HP is targeting disruption in the $12 trillion (£9.2tn) global manufacturing market as the IT giant pushes forward with its 3D printing operations.
HP, which officially launched its new office in central Glasgow last week, is active in the personal computing and printing markets.
George Brasher, managing director of the IT firm’s UK and Ireland division, told The Scotsman that he believes 3D printing is transforming the $12tn manufacturing sector and will be “as impactful as the internet”.
Traditional production lines use metal casts, which are constrained to certain dimensions, and injection molding to mass produce parts.
3D printing offers quicker production, is more environmentally friendly and allows flexibility for adjustments, as parts are created one at a time, said Brasher.
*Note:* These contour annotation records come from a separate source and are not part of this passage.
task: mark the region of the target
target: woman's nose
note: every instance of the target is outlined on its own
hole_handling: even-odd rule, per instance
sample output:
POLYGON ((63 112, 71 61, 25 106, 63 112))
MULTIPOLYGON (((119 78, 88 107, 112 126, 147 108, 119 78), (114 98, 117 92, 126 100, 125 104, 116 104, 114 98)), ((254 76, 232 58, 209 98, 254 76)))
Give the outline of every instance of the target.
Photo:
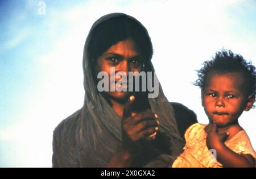
POLYGON ((128 74, 130 70, 129 63, 127 60, 122 60, 118 65, 118 70, 119 72, 123 72, 124 73, 128 74))

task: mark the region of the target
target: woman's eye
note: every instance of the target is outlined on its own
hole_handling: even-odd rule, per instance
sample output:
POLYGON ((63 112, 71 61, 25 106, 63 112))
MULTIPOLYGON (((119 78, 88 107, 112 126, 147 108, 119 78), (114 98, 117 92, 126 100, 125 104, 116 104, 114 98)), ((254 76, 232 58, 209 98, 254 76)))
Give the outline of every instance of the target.
POLYGON ((234 98, 234 97, 235 96, 232 94, 229 94, 229 95, 228 95, 228 99, 234 98))
POLYGON ((110 57, 108 60, 109 60, 112 63, 117 63, 118 62, 118 59, 115 57, 110 57))
POLYGON ((139 61, 138 61, 136 59, 132 60, 131 61, 131 63, 134 64, 138 64, 139 63, 139 61))

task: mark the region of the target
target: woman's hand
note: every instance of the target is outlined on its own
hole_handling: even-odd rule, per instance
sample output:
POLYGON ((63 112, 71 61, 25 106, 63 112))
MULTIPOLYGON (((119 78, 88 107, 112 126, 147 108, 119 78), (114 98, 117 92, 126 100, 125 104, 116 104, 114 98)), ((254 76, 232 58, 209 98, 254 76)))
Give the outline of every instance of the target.
POLYGON ((133 114, 132 106, 135 99, 130 97, 125 105, 122 119, 123 149, 137 155, 139 152, 141 140, 154 140, 159 129, 158 115, 151 110, 133 114))
POLYGON ((122 118, 122 148, 114 155, 108 167, 129 167, 139 155, 141 140, 154 140, 158 130, 158 116, 151 110, 133 114, 135 97, 130 97, 125 105, 122 118))

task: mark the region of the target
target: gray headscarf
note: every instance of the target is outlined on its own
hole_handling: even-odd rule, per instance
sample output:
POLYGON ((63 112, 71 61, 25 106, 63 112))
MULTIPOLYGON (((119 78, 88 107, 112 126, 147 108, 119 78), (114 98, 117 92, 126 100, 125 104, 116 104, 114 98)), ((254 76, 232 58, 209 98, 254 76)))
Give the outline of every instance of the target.
MULTIPOLYGON (((78 139, 82 166, 105 166, 121 145, 121 118, 97 89, 93 72, 94 59, 92 59, 89 51, 92 44, 92 32, 94 28, 109 19, 120 17, 141 24, 134 18, 124 14, 108 14, 93 24, 85 42, 83 57, 85 94, 80 115, 81 126, 78 139)), ((154 72, 151 62, 148 63, 151 70, 154 72)), ((148 101, 153 112, 158 114, 160 123, 159 132, 163 138, 158 139, 157 136, 155 140, 163 140, 160 143, 166 144, 164 148, 168 148, 166 149, 166 152, 158 149, 158 146, 151 142, 145 143, 144 153, 147 160, 138 158, 134 166, 165 166, 171 164, 182 151, 184 141, 178 131, 174 109, 164 96, 160 84, 159 91, 157 98, 148 98, 148 101)))

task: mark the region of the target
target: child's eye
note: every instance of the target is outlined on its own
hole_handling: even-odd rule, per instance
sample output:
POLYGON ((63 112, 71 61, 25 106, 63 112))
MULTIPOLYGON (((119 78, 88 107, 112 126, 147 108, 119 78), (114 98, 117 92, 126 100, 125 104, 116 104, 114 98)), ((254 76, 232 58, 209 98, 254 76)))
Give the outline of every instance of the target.
POLYGON ((216 97, 216 94, 214 93, 210 93, 208 94, 210 97, 214 98, 216 97))
POLYGON ((234 98, 234 97, 235 96, 233 94, 229 94, 229 95, 228 95, 228 99, 234 98))

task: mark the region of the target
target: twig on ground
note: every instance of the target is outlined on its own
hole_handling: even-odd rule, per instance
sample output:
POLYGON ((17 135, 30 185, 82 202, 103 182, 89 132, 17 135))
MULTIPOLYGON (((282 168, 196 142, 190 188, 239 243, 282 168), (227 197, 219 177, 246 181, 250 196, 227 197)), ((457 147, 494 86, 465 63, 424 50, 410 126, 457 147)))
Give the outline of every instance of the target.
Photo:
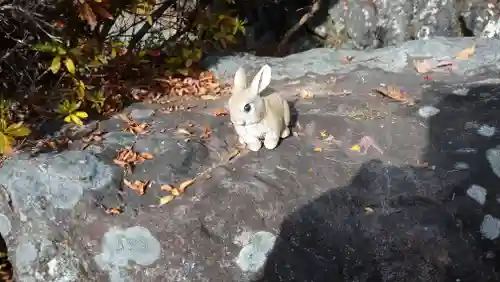
POLYGON ((297 32, 305 23, 307 23, 313 16, 318 12, 321 0, 313 0, 313 4, 311 6, 311 10, 304 14, 298 23, 296 23, 292 28, 290 28, 285 35, 283 36, 283 39, 279 43, 278 47, 276 48, 275 56, 280 56, 283 52, 283 47, 288 43, 288 40, 292 37, 292 35, 297 32))

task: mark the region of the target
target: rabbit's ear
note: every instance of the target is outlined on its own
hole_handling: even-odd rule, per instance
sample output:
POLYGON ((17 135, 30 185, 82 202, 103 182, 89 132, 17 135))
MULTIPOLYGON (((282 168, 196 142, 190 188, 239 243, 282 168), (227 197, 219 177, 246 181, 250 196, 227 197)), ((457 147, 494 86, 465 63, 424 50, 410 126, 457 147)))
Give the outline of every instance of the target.
POLYGON ((271 83, 271 67, 264 65, 260 71, 255 75, 250 85, 252 94, 259 95, 271 83))
POLYGON ((236 71, 233 84, 233 90, 236 92, 247 88, 247 75, 243 67, 238 68, 236 71))

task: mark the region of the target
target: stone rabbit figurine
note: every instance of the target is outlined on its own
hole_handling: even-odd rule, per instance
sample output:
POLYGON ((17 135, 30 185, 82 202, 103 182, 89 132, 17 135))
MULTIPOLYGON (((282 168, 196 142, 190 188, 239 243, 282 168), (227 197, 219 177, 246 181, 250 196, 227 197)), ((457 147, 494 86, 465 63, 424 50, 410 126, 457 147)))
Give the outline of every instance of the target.
POLYGON ((239 142, 251 151, 262 147, 274 149, 281 138, 290 135, 290 106, 279 94, 261 97, 271 82, 271 67, 264 65, 247 86, 243 67, 234 76, 234 86, 228 101, 229 116, 239 142))

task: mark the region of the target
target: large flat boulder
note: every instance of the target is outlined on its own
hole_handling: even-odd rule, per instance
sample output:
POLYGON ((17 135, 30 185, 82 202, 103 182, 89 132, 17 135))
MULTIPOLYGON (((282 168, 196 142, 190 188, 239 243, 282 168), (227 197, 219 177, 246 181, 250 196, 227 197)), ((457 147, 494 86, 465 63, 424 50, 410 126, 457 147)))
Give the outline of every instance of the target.
POLYGON ((17 278, 498 281, 499 47, 433 39, 350 63, 328 49, 212 58, 223 79, 269 63, 271 86, 294 101, 294 134, 235 155, 228 117, 213 114, 226 98, 177 112, 137 104, 126 113, 147 132, 125 132, 116 117, 98 124, 100 142, 5 161, 0 233, 17 278), (474 56, 454 60, 473 44, 474 56), (445 52, 450 72, 403 61, 445 52), (380 83, 414 103, 373 94, 380 83), (120 167, 124 148, 144 160, 120 167), (164 185, 190 179, 160 205, 164 185))

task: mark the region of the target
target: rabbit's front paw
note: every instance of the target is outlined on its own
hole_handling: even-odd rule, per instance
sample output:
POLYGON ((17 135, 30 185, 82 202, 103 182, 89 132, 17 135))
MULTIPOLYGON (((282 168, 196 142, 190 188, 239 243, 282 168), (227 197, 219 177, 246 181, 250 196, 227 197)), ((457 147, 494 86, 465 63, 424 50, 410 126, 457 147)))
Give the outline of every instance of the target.
POLYGON ((287 138, 288 136, 290 136, 290 128, 287 127, 281 132, 281 138, 287 138))
POLYGON ((262 142, 260 142, 259 139, 247 141, 247 148, 250 151, 257 152, 261 147, 262 147, 262 142))
POLYGON ((278 146, 279 141, 280 141, 280 139, 277 136, 269 136, 268 135, 264 139, 264 147, 266 147, 266 149, 272 150, 272 149, 276 148, 276 146, 278 146))
POLYGON ((239 137, 238 137, 238 142, 240 142, 240 144, 241 144, 242 146, 245 146, 245 145, 246 145, 245 139, 243 139, 243 137, 241 137, 241 136, 239 136, 239 137))

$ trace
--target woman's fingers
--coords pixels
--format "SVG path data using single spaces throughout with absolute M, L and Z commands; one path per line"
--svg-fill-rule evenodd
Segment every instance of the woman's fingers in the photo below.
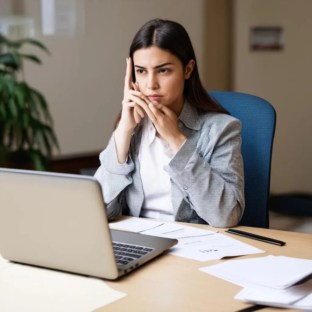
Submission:
M 131 94 L 129 94 L 129 98 L 130 100 L 137 103 L 144 109 L 150 119 L 153 119 L 155 118 L 155 116 L 154 115 L 152 111 L 150 109 L 149 105 L 145 101 Z
M 135 122 L 138 124 L 141 121 L 141 118 L 144 116 L 141 116 L 138 112 L 138 111 L 135 108 L 133 110 L 133 116 Z
M 137 96 L 138 97 L 142 99 L 142 100 L 144 100 L 146 102 L 147 104 L 148 105 L 151 102 L 151 101 L 149 99 L 149 98 L 143 94 L 142 92 L 138 90 L 139 88 L 138 88 L 138 86 L 135 84 L 133 82 L 132 85 L 133 86 L 133 87 L 135 88 L 134 90 L 129 90 L 129 93 L 131 94 L 133 94 L 134 95 L 135 95 L 136 96 Z M 136 89 L 137 90 L 136 90 Z
M 163 117 L 163 114 L 153 103 L 151 102 L 149 104 L 149 108 L 158 121 Z
M 131 57 L 127 59 L 126 60 L 127 69 L 126 70 L 126 76 L 124 77 L 124 98 L 125 98 L 128 94 L 128 91 L 132 87 L 132 61 Z
M 129 108 L 134 108 L 134 110 L 136 110 L 138 113 L 141 117 L 144 117 L 145 115 L 144 110 L 139 105 L 138 105 L 136 102 L 134 101 L 126 102 L 124 100 L 123 101 L 122 104 L 124 106 Z

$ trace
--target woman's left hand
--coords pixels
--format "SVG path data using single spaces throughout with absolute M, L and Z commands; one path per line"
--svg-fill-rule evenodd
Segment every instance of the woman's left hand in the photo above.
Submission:
M 173 112 L 156 101 L 153 103 L 149 104 L 150 110 L 146 110 L 146 113 L 151 120 L 154 119 L 152 121 L 156 130 L 168 142 L 175 154 L 184 143 L 186 137 L 180 131 L 178 117 Z

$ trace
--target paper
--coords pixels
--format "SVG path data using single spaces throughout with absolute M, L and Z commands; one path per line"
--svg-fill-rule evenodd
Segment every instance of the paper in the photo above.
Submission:
M 284 289 L 312 274 L 312 260 L 270 255 L 227 261 L 199 270 L 243 287 Z
M 138 233 L 163 224 L 163 222 L 150 221 L 133 217 L 124 221 L 110 223 L 109 225 L 110 228 L 118 229 Z
M 0 271 L 0 311 L 91 312 L 126 295 L 102 280 L 20 264 Z
M 265 252 L 222 234 L 176 223 L 165 223 L 141 233 L 178 239 L 169 253 L 200 261 Z
M 278 290 L 276 291 L 285 291 Z M 240 291 L 234 298 L 238 300 L 255 304 L 262 305 L 278 308 L 312 310 L 312 292 L 310 292 L 307 295 L 295 302 L 284 303 L 283 303 L 284 302 L 287 301 L 285 296 L 283 296 L 281 298 L 280 296 L 279 296 L 278 300 L 279 302 L 277 302 L 277 299 L 275 299 L 273 301 L 267 301 L 271 299 L 271 296 L 268 296 L 264 298 L 263 296 L 263 294 L 260 295 L 256 291 L 256 290 L 254 289 L 245 288 Z
M 14 262 L 9 261 L 8 260 L 4 259 L 0 254 L 0 270 L 2 269 L 5 269 L 6 268 L 14 264 Z
M 312 280 L 286 289 L 273 289 L 265 287 L 245 288 L 234 297 L 247 302 L 265 302 L 289 305 L 312 293 Z

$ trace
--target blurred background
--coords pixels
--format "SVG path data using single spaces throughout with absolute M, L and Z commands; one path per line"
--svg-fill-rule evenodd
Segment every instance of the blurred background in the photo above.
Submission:
M 180 23 L 207 90 L 249 93 L 274 107 L 270 227 L 312 233 L 311 12 L 311 0 L 0 0 L 0 35 L 51 52 L 20 47 L 22 79 L 54 121 L 59 149 L 47 138 L 47 170 L 92 174 L 121 107 L 134 34 L 154 18 Z

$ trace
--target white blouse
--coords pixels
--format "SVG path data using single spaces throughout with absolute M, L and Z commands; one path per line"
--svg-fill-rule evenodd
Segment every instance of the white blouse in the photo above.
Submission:
M 174 154 L 167 141 L 156 136 L 156 130 L 149 118 L 147 116 L 142 121 L 138 156 L 144 199 L 140 217 L 174 221 L 170 177 L 163 167 Z

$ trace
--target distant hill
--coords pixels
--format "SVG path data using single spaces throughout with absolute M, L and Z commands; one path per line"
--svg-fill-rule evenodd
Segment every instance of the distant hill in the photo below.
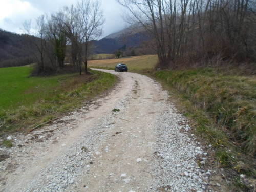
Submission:
M 131 48 L 136 49 L 150 39 L 142 28 L 134 26 L 112 33 L 99 40 L 93 41 L 94 53 L 113 53 L 120 50 L 123 51 Z
M 20 66 L 35 62 L 33 55 L 34 50 L 32 45 L 29 45 L 28 37 L 28 35 L 17 34 L 0 29 L 0 67 Z M 123 56 L 155 54 L 148 44 L 143 44 L 146 41 L 152 41 L 143 28 L 133 26 L 99 40 L 92 41 L 91 53 L 113 54 L 121 50 Z
M 26 36 L 0 29 L 0 67 L 33 62 L 31 48 L 26 46 Z

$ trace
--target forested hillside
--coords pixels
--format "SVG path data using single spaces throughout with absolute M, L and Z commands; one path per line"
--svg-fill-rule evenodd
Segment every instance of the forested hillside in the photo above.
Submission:
M 0 29 L 0 67 L 20 66 L 33 62 L 31 47 L 26 35 L 19 35 Z

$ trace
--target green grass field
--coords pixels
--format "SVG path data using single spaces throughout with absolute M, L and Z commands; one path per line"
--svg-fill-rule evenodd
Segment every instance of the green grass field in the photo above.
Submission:
M 14 109 L 31 104 L 54 94 L 60 84 L 74 75 L 49 77 L 30 77 L 30 66 L 0 68 L 0 106 L 1 109 Z

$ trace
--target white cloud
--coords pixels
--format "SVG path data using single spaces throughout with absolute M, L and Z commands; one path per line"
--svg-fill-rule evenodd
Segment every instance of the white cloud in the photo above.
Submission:
M 32 25 L 38 16 L 43 14 L 51 14 L 58 11 L 64 6 L 76 4 L 72 0 L 0 0 L 0 28 L 17 33 L 25 20 L 31 20 Z M 105 19 L 103 26 L 105 36 L 122 30 L 126 24 L 121 15 L 123 8 L 116 0 L 101 0 L 102 9 Z

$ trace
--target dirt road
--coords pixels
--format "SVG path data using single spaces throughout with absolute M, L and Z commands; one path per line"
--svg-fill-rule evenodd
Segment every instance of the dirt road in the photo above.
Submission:
M 168 93 L 139 74 L 96 101 L 1 149 L 1 191 L 205 191 L 211 175 Z M 115 109 L 116 111 L 113 111 Z

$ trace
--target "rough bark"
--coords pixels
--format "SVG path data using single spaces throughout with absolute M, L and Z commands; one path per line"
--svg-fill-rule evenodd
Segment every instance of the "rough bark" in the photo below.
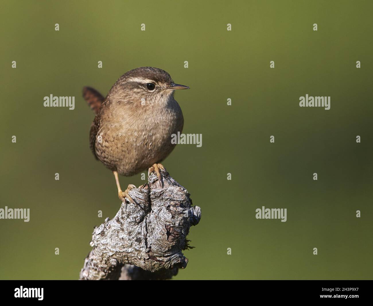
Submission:
M 150 173 L 148 184 L 129 192 L 136 204 L 126 199 L 114 218 L 94 228 L 80 279 L 168 279 L 186 267 L 182 251 L 201 209 L 192 206 L 186 189 L 160 171 L 162 182 Z

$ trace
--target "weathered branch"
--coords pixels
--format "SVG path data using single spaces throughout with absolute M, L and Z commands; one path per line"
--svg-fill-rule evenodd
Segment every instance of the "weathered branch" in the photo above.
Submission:
M 188 191 L 161 170 L 163 185 L 152 172 L 148 184 L 134 188 L 115 217 L 95 227 L 81 279 L 167 279 L 186 266 L 182 251 L 201 218 Z

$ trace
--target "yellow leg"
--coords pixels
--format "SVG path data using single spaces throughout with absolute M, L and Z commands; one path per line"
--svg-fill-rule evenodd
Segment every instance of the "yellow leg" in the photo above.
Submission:
M 122 201 L 123 201 L 123 199 L 126 198 L 130 202 L 135 204 L 133 199 L 130 196 L 129 192 L 130 190 L 134 188 L 136 188 L 136 186 L 134 185 L 130 184 L 128 185 L 127 189 L 125 190 L 124 191 L 122 191 L 122 189 L 120 188 L 120 185 L 119 183 L 119 179 L 118 178 L 118 172 L 117 171 L 113 171 L 113 173 L 114 174 L 114 176 L 115 177 L 115 182 L 117 184 L 117 188 L 118 188 L 118 197 Z
M 160 172 L 159 171 L 160 169 L 166 171 L 164 167 L 161 164 L 154 164 L 153 166 L 149 168 L 148 173 L 150 174 L 152 171 L 154 171 L 156 173 L 156 174 L 157 174 L 157 177 L 158 178 L 158 180 L 161 183 L 161 186 L 163 187 L 163 181 L 162 180 L 162 176 L 161 175 Z

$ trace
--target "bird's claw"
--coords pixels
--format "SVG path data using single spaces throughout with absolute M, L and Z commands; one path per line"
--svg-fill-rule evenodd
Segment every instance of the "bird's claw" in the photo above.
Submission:
M 136 186 L 134 185 L 130 184 L 128 185 L 128 186 L 127 188 L 127 189 L 124 191 L 122 191 L 122 190 L 120 190 L 120 189 L 118 191 L 118 197 L 122 201 L 125 203 L 126 199 L 126 198 L 131 203 L 134 204 L 136 204 L 136 202 L 135 202 L 134 199 L 131 197 L 129 193 L 130 190 L 136 188 Z

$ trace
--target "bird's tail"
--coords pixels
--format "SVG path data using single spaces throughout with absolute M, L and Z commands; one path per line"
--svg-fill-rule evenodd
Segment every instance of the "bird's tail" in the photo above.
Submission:
M 84 98 L 91 109 L 97 114 L 100 108 L 105 101 L 105 98 L 98 92 L 91 87 L 85 86 L 83 87 L 83 97 Z

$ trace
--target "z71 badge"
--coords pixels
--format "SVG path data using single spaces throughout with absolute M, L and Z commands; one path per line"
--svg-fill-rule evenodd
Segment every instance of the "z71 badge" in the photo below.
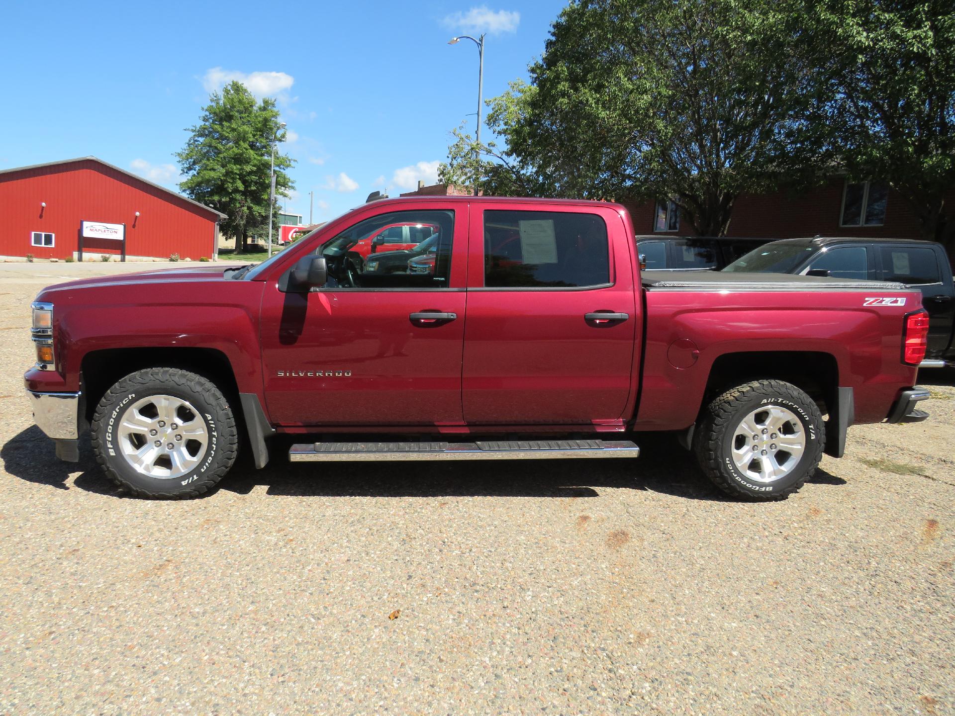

He added: “You’re able to 3D print on demand, you have a faster turnaround time and your minimums will go way down.
“It creates a great opportunity – our 3D printer actually creates almost half of the parts that are on the printer today.”
Brasher and his team calculated that 3D printing is more cost effective than traditional production lines if the manufacturer is producing fewer than 55,000 parts.
The team is currently working to push this breakeven point higher, he said.
HP, which separated from the Hewlett-Packard Company in 2015, counts multinationals such as BMW, Nike and Volkswagen among its 3D printing service clients.